Integrate with LiteLLM

In this section, you'll learn how to integrate kluster.ai with LiteLLM. You’ll configure your environment variables, specify a kluster.ai model, and make a simple request using LiteLLM’s OpenAI-like interface.

  1. Import LiteLLM and its dependencies - Create a new file (e.g., hello-litellm.py) and start by importing the necessary Python modules:
    import os
    
    from litellm import completion
    
  2. Set your kluster.ai API key and Base URL - Replace INSERT_API_KEY with your actual API key. If you don't have one yet, refer to the Get an API key
    # Set environment vars, shown in script for readability
    os.environ["OPENAI_API_KEY"] = "INSERT_KLUSTER_API_KEY"
    os.environ["OPENAI_API_BASE"] = "https://api.kluster.ai/v1"
    
  3. Define your conversation (system + user messages) - Set up your initial system prompt and user message. The system message defines your AI assistant’s role, while the user message is the actual question or prompt
    # Basic Chat
    messages = [
        {"role": "system", "content": "You are a helpful assistant."},
        {"role": "user",   "content": "What is the capital of California?"}
    ]
    
  4. Select your kluster.ai model - Choose one of the kluster.ai models that best fits your use case. Prepend the model name with openai/ so LiteLLM recognizes it as an OpenAI-like model request.
    # Use an "openai/..." model prefix so LiteLLM treats this as an OpenAI-like call
    model = "openai/klusterai/Meta-Llama-3.3-70B-Instruct-Turbo"
    
  5. Call the LiteLLM completion function - Finally, invoke the completion function to send your request:
    response = completion(
        model=model,
        messages=messages,
        max_tokens=1000, 
    )
    
    print(response)
    
View full code file
import os

from litellm import completion

# Set environment vars, shown in script for readability
os.environ["OPENAI_API_KEY"] = "INSERT_KLUSTER_API_KEY"
os.environ["OPENAI_API_BASE"] = "https://api.kluster.ai/v1"

# Basic Chat
messages = [
    {"role": "system", "content": "You are a helpful assistant."},
    {"role": "user",   "content": "What is the capital of California?"}
]

# Use an "openai/..." model prefix so LiteLLM treats this as an OpenAI-like call
model = "openai/klusterai/Meta-Llama-3.3-70B-Instruct-Turbo"

response = completion(
    model=model,
    messages=messages,
    max_tokens=1000, 
)

print(response)

Use the following command to run your script:

python hello-litellm.py
python hello-litellm.py ModelResponse(id='chatcmpl-9877dfe6-6f1d-483f-a392-d791b89c75d6', created=1739495162, model='klusterai/Meta-Llama-3.3-70B-Instruct-Turbo', object='chat.completion', system_fingerprint=None, choices=[Choices(finish_reason='stop', index=0, message=Message(content='The capital of California is Sacramento.', role='assistant', tool_calls=None, function_call=None, provider_specific_fields={'refusal': None}, refusal=None))], usage=Usage(completion_tokens=8, prompt_tokens=48, total_tokens=56, completion_tokens_details=None, prompt_tokens_details=None), service_tier=None, prompt_logprobs=None)

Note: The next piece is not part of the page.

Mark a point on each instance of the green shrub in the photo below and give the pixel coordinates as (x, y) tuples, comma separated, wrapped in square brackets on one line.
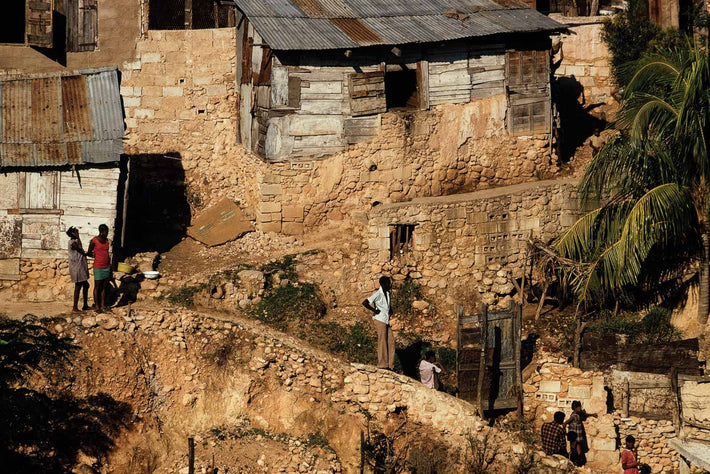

That's it! You've successfully integrated LiteLLM with the kluster.ai API. Continue on to learn how to experiment with more advanced features of LiteLLM.

Exploring LiteLLM Features

In the previous section, you learned how to use LiteLLM with the kluster.ai API by properly configuring the model via an OpenAI-like call and configuring the API key and API base URL. This section will dive deeper into some of the interesting features offered by LiteLLM and how you can use them in conjunction with the kluster.ai API.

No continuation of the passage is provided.